Arbeitnehmerrechte Trotz Amazon-Rückschlag: Die Gewerkschaften in den USA sind wieder auf dem Vormarsch

Die Kongressabgeordnete Terri Sewell spricht mit Medienvertretern vor dem Amazon-Lager in Bessemer.
Berlin Wir haben die Schlacht verloren, aber nicht den Krieg. So könnte man die Stimmung bei den Gewerkschaften in den USA beschreiben, nachdem sich eine deutliche Mehrheit der Mitarbeiter am Amazon-Standort in Bessemer im US-Bundesstaat Alabama gegen eine Arbeitnehmervertretung entschieden hatte.

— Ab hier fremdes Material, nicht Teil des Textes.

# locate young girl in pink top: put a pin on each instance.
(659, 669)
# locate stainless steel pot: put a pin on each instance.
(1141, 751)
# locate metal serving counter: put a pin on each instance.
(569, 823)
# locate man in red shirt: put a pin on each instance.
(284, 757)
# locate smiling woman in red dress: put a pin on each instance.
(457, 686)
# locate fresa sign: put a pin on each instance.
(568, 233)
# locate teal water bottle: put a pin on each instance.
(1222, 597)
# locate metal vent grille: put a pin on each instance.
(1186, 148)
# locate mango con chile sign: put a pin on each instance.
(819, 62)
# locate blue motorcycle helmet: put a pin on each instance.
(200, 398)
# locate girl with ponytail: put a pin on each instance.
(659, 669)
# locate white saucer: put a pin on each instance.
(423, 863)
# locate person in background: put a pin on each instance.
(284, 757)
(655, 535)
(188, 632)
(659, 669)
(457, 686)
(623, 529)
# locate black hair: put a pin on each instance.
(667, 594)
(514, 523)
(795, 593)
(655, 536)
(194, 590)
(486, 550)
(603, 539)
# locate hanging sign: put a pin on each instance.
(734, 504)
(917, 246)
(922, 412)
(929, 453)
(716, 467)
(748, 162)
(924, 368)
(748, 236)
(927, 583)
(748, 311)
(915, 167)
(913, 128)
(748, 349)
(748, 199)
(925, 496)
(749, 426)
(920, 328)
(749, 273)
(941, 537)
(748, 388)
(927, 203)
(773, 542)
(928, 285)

„Eine Niederlage ist eine Niederlage“, sagt Nelson Lichtenstein, der an der University of California in Santa Barbara die Geschichte der Arbeiterbewegung erforscht, „aber die enorme wohlwollende Berichterstattung in den Medien ist mehr als ein moralischer Sieg.“ Sie könne durchaus ein Zeichen dafür sein, dass sich das Blatt in der öffentlichen Meinung in den USA zu Gunsten der Gewerkschaften wende.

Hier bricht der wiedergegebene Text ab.